But then again I was also worried anyway given the experiences some others have had; where one made her feel like a failure for having an emergency c-section (didn't get invited back to the meet-up after the birth as she "didn't have the same experience as the others") and my stepmum was banned from hosting meetups as she had to stop BFing the twins at 4 months due to painful mastitis, and was made to feel like a failure because she didn't last the full 6 months despite managing with her previous child :S This lot seemed to really force the breastfeeding and you were made to feel like a bad mother if you didn't want to or couldn't do it. Seemed the groups in that area were the "hippies" lol.

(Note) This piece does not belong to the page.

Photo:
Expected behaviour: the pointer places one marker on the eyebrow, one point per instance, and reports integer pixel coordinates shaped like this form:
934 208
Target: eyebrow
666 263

Well, I can only go and say I've tried, eh? :) Thanks for the advice everyone. xxx


----------



## sophxx

i was the youngest mum at mine by over 10 years but ive made a lovely friend so hopefully you will to xx


----------



## Mervs Mum

Some doulas will do private antenatal preparation classes without you having to actually book them :D. They will do them at your home and at your convenience.


----------



## Eliza_V

Mervs Mum - Does that generally mean I'm going to book the doula for the birth if I do that though? Nothing against doulas (they're a fab idea!) but I don't think I'd want one at my birth :flower: xx


----------



## Mervs Mum

That's what I said


----------



## Eliza_V

Whoops :dohh: Blame the baby brain for that one!! Thank you :) xx


----------



## Mervs Mum

No probs!!


----------



## Eliza_V

But if I do change my mind and go for a doula.. I see you're based on Yorkshire ;) xx


----------



## Mervs Mum

I am indeed but I'm afraid I'm fully booked in July but I can recommend lots of other fab ones :winkwink:


----------



## rachiedata

Thread bumped as I went to my NCT classes at the weekend and wanted to report back!

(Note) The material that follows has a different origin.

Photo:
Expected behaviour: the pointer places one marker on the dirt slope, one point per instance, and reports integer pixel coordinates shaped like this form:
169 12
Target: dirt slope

Well, they were really good. It was an intensive course, so all day Saturday and Sunday, and we've got a breastfeeding workshop on Tuesday evening for two hours with a different teacher. The teacher this weekend was really great - she held everyone's attention well and was so knowledgeable about all things natural birth including current national clinical guidelines as well as experiences of local women and local hospital policies and procedures. I'm not sure if she was a doula or involved in other peoples births in that way - she certainly gave that impression, but either way, I was really impressed by her vast knowledge.

The class certainly did cover ALL birth options - we did cover induction (a little), forceps and ventouse and quite a bit on caesarean birth. Generally it was how to avoid them, lots of info about the cascade of interventions that won't be new to many who read this forum and other natural birth websites but was definitely new to some ladies and gents who were at the class. There was a mix of couples there - we were the youngest (I knew it :)) and the only unmarrieds there (quite surprised in this day and age!). There was another planned home birther like me, three ladies who wanted hospital birth and one who was having a planned, necessary caesarean.

The nicest thing to see over the weekend was that some of the hospital birth ladies who came in wanting all the pain meds available during birth visibly changed their minds over the weekend, just by knowing that they had a choice at all stages in their labour, and by being better informed about the side effects of some common drugs. Another lady (who was a hospital doctor and her husband was a nurse) were leaning towards changing their plans to a home birth by yesterday, which was also nice. The lady who was having a planned caesarean was also empowered to know that there was still choices she could make to improve the experience for her and her family, when before she had thought all her choices had been made for her by her medical circumstances.

Lots of info on how birth partners can be useful including support, empowering dads to ask questions of the midwife/doctors, sticking up for their partners wishes, massage and breathing techniques they can help with, just loads which was excellent. Loads about helpful birth positions and things to do with how to know labour has begun. One thing I thought was helpful was a "choose your own adventure" type written exercise with your partner, which really made you think about when to call midwife out/go to hospital. It's easy to say "when contractions are regular and strong" but I don't think I will be able to keep from getting excited too soon - was useful to question yourself and stop to think.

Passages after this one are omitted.